I think I have observed certain patterns regarding adjectives describing feelings. Are the following observations correct?
Take うれしい as an example. The Wisdom English-Japanese Dictionary defines うれしい as “glad, happy, thrilled”. Having read a few example sentences, I think that it would be wrong to translate “I am glad” as 私がうれしい because I noted a pattern that in “Xがうれしい“, X is always the thing that causes the feeling of happiness.
Likewise, I suppose that “a happy person” should not be translated as うれしい人, because in うれしいY, Y again should be the thing that evokes the feeling of happiness. The correct translations for “I feel glad” and “a happy person” should be 私がうれしいと感じる/思う and うれしいと思っている人.
I think the same holds, for example, for ありがたい being defined as “be grateful” and 心細い as “lonely, uneasy”. (If the above observations are correct, then perhaps I have come to understand why at the elementary level, I like apples = 私はりんごが好きだ. 好き describes the property of apples of evoking the feeling in 私 of liking apples.)
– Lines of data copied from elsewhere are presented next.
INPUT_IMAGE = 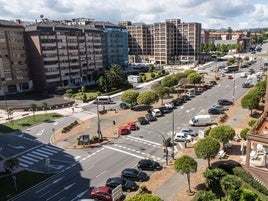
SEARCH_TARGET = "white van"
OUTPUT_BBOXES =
[93,96,113,105]
[189,114,213,126]
[174,132,193,142]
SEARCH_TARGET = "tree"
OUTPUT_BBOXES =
[203,168,226,197]
[174,155,197,193]
[6,107,14,119]
[106,64,126,87]
[187,73,203,85]
[194,136,220,168]
[126,193,163,201]
[151,83,169,104]
[239,188,258,201]
[209,125,235,143]
[4,158,19,173]
[161,75,178,87]
[193,191,217,201]
[42,102,48,114]
[121,89,140,105]
[241,87,260,114]
[137,90,159,105]
[30,103,38,119]
[220,175,242,199]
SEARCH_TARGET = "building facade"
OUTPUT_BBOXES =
[0,20,32,96]
[25,20,103,91]
[119,19,201,64]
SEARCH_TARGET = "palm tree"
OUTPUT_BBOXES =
[174,155,197,193]
[42,102,48,114]
[30,103,38,119]
[106,64,126,87]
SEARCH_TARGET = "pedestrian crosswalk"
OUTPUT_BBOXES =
[18,145,62,168]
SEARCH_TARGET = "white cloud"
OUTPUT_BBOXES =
[0,0,268,29]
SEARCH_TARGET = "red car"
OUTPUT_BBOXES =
[118,126,129,135]
[128,121,137,131]
[90,186,113,201]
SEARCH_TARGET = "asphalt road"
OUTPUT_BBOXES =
[4,55,266,201]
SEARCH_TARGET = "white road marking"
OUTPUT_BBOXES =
[103,145,144,159]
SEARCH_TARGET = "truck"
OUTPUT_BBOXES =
[224,65,239,73]
[189,114,213,126]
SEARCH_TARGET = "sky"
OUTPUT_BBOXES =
[0,0,268,30]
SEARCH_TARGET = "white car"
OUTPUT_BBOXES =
[179,128,198,137]
[152,108,162,117]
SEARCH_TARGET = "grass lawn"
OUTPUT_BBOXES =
[0,113,62,133]
[0,170,53,201]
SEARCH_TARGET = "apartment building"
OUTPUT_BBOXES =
[0,20,32,96]
[25,19,103,91]
[119,19,201,64]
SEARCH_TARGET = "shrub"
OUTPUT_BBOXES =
[233,167,268,195]
[248,119,257,127]
[240,128,249,140]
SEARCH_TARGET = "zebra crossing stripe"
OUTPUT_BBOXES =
[21,155,39,163]
[26,153,44,160]
[32,151,48,158]
[19,162,29,168]
[36,149,53,156]
[19,158,33,165]
[46,145,62,151]
[41,147,58,154]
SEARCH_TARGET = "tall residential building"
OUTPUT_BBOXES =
[0,20,32,96]
[90,21,128,68]
[25,20,103,91]
[119,19,201,64]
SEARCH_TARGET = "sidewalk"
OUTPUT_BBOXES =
[144,101,253,201]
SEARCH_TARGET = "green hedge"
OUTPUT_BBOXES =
[233,167,268,196]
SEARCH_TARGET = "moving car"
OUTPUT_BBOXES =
[152,108,162,117]
[179,128,198,137]
[218,99,233,105]
[138,117,149,125]
[106,177,139,191]
[90,186,123,201]
[118,126,129,135]
[208,107,223,114]
[174,132,193,142]
[121,168,149,181]
[137,159,163,171]
[145,113,157,121]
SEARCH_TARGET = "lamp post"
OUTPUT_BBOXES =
[97,103,102,143]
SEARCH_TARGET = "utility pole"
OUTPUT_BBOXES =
[97,103,102,143]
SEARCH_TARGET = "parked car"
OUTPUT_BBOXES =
[152,108,162,117]
[208,80,218,85]
[119,103,129,110]
[208,107,223,114]
[159,106,172,114]
[137,159,163,171]
[174,132,193,142]
[90,186,113,201]
[218,99,233,105]
[106,177,139,191]
[128,121,138,131]
[138,117,149,125]
[227,75,234,79]
[145,113,157,121]
[118,126,129,135]
[211,104,228,111]
[179,128,198,137]
[121,168,149,181]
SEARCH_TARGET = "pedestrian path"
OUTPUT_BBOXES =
[18,145,62,168]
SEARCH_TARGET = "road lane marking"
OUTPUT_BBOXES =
[103,145,144,159]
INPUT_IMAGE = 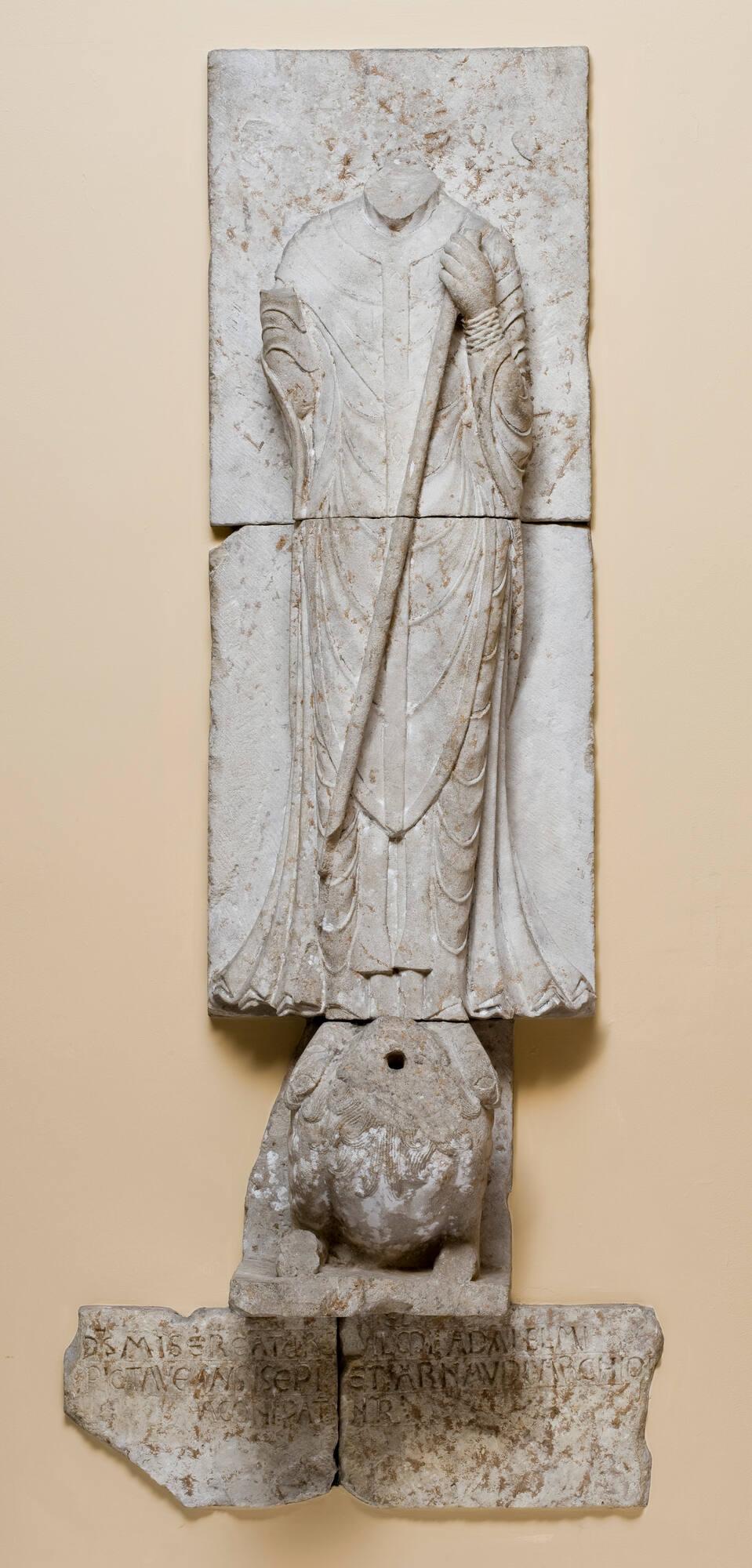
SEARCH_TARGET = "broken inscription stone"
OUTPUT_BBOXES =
[64,1306,337,1508]
[340,1306,663,1508]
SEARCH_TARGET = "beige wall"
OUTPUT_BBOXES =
[0,0,752,1568]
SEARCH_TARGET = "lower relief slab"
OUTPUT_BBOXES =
[339,1306,663,1508]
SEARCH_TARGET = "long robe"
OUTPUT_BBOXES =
[215,194,590,1019]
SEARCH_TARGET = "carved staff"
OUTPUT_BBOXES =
[320,271,462,878]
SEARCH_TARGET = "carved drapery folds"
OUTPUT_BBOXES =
[215,162,590,1019]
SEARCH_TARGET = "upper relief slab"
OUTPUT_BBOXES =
[210,49,590,527]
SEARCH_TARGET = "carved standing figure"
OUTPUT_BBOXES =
[215,155,590,1019]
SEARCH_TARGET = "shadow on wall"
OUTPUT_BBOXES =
[514,1018,606,1090]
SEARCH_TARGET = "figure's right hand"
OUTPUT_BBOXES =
[262,285,317,420]
[438,230,496,321]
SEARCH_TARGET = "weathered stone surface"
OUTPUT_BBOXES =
[64,1306,337,1508]
[209,522,594,1016]
[209,49,590,527]
[231,1021,512,1317]
[340,1306,663,1508]
[288,1018,500,1279]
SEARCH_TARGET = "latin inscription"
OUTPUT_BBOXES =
[82,1314,336,1436]
[64,1306,337,1508]
[345,1319,645,1424]
[340,1306,661,1508]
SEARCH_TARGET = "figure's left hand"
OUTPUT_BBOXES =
[440,230,496,321]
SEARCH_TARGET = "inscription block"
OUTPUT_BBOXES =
[64,1306,337,1508]
[340,1306,663,1508]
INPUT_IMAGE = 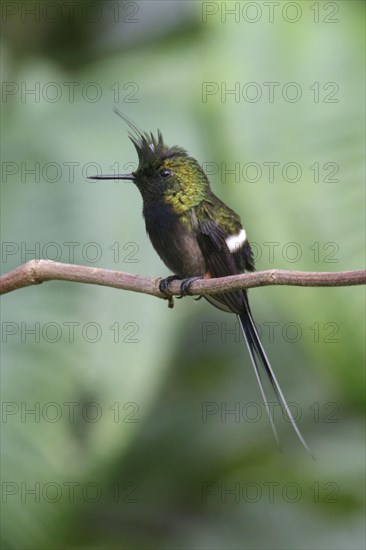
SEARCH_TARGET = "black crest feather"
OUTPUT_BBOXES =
[113,108,187,164]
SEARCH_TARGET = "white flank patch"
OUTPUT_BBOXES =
[226,229,247,253]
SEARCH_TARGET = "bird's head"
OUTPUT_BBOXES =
[91,109,209,213]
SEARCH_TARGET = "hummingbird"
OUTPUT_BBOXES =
[90,109,312,456]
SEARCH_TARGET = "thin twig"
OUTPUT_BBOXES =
[0,260,366,299]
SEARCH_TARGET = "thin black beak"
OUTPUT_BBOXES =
[88,172,135,181]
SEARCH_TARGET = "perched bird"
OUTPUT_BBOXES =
[91,109,311,454]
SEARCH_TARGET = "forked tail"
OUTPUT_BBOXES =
[238,305,314,458]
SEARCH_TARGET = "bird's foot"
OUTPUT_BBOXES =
[159,275,181,296]
[159,275,180,308]
[180,277,202,300]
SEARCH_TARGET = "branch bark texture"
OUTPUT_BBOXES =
[0,260,366,299]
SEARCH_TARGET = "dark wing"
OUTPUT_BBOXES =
[197,217,254,313]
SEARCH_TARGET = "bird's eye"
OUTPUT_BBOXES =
[159,168,172,178]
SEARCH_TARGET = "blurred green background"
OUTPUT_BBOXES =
[1,0,365,550]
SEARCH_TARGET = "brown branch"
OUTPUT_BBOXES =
[0,260,366,299]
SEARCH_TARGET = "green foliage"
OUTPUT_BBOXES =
[2,1,365,550]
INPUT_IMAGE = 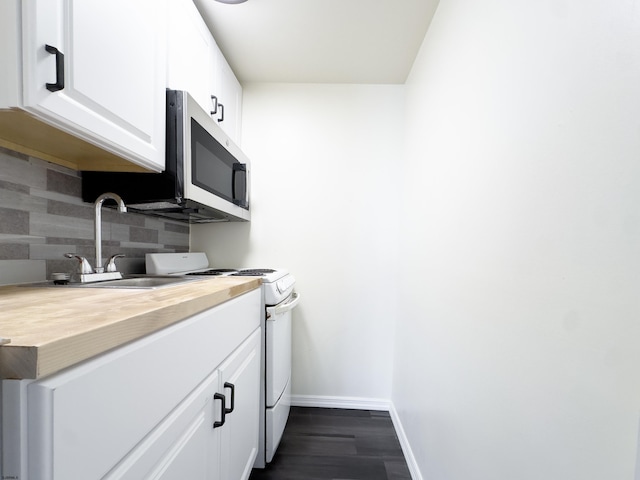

Is it correct to claim the following?
- Adjectives describing emotions and feelings generally mean “having the property/capability of evoking those feelings”.
- Item 1 holds both when an adjective A appears as a predicate and when it modifies a noun. That is, in XがA and AY, both X and Y are the object/event/person evoking the feeling of A and cannot be the person harboring the feeling of A.
- Items 1 and 2 apply both for い-adjectives and な-adjectives.